Remember to Do That Thing You Love



Last weekend, I went snowboarding for the first time all season. I live about 20 minutes from Sugarbush and would normally be up there opening day and at least half a dozen more times (even with the crap snow we've had this year) by now. But my husband and I are planning a long-overdue ski trip to Colorado this year, so we bought passes that are good at several mountains out there but limited to just a few days at our home mountain. Ergo, my season is off to a slow start. I ski and snowboard, but snowboarding is the thing I love most. It's right up there with writing as the things I feel most confident in (most of the time), the things that give me the most joy. I feel freest when I snowboard, the closest I've ever come to flying. I love the speed, the wind whipping my hair back, the feeling of carving deep into the snow, flying by other skiiers.


But, sometimes, I still let my self-doubt get the best of me. I feel the need to show off, to impress other people (ie. strangers), to prove myself. I even caught myself in the parking lot the other day comparing my body in my snowpants and jacket to other women before I recognized my envy and thought to myself, who gives a fuck? My new mantra is nothing matters less than this, meaning that the fact that my snowpants are a little tighter this season doesn't matter to anyone, and it certainly shouldn't matter to me. What matters is doing a thing that makes me feel good, that makes me feel connected to the beautiful valley where I live and to my husband. Skiing/snowboarding is one of the things we share, one of my favorite things to do together. We both like to go fast and are similar speeds/skill levels. We both love the woods. I like to follow his turns almost as much as I like to pass him, the rhythm of how we carve in and out of each other's lines. "It's almost as good as having sex," I once told a friend. And I do feel connected to him when we're on the mountain, close, while we share this thing we love.

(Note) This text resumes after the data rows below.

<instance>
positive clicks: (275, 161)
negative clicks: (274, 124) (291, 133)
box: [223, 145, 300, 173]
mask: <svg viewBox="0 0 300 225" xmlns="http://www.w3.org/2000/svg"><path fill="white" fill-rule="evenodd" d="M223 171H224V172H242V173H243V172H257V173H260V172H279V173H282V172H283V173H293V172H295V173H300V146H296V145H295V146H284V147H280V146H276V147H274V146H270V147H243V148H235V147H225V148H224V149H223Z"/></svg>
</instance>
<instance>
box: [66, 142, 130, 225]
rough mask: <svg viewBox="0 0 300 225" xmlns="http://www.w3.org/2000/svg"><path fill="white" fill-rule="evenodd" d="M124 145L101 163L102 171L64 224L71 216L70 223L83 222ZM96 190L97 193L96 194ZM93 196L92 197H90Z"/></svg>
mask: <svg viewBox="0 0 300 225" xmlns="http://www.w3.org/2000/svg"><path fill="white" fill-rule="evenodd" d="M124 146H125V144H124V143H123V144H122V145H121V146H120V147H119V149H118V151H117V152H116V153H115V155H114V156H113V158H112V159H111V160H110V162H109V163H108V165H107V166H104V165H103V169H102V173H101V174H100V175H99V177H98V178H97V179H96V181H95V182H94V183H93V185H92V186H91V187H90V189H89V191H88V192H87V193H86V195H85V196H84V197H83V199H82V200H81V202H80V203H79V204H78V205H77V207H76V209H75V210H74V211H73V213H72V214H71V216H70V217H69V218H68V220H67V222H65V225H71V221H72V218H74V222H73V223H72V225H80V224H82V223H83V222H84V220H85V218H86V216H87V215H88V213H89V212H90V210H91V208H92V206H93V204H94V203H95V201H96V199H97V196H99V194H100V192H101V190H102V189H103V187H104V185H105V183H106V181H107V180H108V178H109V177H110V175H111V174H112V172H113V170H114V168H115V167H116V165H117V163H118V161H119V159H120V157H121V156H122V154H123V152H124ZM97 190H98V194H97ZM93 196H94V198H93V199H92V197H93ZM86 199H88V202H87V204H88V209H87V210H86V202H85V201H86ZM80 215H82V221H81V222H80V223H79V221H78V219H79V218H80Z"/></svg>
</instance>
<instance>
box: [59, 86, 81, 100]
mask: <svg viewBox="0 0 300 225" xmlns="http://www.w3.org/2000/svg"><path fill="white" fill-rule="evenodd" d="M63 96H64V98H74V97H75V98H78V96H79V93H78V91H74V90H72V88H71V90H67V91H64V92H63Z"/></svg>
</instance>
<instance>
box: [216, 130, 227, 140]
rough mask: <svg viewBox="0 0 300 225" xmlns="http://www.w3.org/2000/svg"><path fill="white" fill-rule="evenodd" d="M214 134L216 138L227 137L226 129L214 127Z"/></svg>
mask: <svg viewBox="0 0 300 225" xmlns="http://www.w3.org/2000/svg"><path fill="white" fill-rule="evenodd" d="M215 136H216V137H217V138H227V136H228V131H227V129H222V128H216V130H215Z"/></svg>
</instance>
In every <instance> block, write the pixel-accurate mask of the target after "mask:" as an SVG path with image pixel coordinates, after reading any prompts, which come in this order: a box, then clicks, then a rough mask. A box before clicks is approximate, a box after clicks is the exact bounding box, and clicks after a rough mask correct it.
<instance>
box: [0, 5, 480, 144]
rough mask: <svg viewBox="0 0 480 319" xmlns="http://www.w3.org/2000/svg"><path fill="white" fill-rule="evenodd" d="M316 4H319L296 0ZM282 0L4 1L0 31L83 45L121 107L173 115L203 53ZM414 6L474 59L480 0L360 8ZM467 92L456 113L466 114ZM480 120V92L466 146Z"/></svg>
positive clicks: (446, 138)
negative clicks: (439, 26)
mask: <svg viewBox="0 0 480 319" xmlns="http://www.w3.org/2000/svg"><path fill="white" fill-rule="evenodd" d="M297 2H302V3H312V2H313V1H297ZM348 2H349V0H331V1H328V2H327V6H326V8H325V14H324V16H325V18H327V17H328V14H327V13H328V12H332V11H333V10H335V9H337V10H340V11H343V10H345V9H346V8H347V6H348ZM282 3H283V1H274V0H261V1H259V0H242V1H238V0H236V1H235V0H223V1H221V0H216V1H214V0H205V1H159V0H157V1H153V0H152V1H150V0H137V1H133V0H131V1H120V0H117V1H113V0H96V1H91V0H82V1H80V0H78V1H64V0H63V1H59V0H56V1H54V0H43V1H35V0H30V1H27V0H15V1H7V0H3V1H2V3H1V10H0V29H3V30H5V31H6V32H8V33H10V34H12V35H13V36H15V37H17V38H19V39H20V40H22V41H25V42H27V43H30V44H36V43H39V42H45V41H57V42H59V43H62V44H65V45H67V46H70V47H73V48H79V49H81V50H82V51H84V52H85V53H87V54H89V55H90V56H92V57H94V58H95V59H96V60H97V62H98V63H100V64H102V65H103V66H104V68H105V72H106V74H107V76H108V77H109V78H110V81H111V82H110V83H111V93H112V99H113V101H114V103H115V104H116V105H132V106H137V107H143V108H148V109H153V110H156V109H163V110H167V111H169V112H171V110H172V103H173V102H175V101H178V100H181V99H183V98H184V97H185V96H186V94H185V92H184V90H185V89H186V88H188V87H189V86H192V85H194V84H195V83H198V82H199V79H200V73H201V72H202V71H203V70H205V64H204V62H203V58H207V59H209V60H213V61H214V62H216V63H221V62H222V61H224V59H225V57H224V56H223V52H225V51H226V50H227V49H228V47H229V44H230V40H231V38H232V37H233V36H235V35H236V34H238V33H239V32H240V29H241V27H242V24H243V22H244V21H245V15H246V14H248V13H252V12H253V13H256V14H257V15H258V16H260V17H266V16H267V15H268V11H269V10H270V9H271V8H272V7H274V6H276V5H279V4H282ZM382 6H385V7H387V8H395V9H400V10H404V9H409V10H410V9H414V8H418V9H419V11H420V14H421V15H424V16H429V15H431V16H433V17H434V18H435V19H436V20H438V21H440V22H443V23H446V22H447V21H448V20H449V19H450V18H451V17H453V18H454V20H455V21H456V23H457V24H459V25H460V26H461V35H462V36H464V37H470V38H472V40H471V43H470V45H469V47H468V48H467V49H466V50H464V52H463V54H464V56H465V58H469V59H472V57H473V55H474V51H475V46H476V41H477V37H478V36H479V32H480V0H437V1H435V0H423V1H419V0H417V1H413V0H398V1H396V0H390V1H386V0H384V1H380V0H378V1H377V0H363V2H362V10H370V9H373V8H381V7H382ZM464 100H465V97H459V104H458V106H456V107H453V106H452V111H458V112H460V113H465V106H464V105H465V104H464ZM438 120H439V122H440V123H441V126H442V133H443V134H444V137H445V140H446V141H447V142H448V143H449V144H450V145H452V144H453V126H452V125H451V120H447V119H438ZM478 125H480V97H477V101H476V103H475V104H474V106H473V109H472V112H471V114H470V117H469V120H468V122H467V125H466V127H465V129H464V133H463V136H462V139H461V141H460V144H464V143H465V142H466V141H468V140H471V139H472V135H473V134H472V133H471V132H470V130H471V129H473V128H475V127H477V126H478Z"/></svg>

It's funny how I can sort of forget how much I need things like snowboarding, how the adrenaline and exertion makes me feel strong and alive, how breathtaking the outdoors and the snow can be, how it's the closest I come to worship. After not doing it for a while, I'd forgotten what I was missing. I'd been in a little post-holiday funk and had been thinking it was just me, hadn't examined what had been going on and the fact that, with soccer and hockey on hiatus over the holidays and our limited pass and not skiing/snowboarding/XC skiing (as I mentioned, the snow's been crap), that lack of exercise affected me greatly. That, and no therapy for three weeks, definitely threw me off balance. I needed a reminder of how good I could feel, exhausted and confident and fulfilled. I also needed to remind myself, with my competitive nature, not to compare my riding to anyone else's, despite the pleasure I feel at passing slower skiiers. Remember, it's not for them.


I need to not let myself forget there are things I'm good at, things I love to do, and to keep doing them. I was once stopped on the mountain by a guy who told me he coached a racing team and would I consider joining it? He gave me his card but I never called. I was in high school at the time, playing hockey all week and on Saturdays, with only Sundays as my own to snowboard. I wanted to keep it pure, free of pressure, just a release. And it still is. I just need to remember it.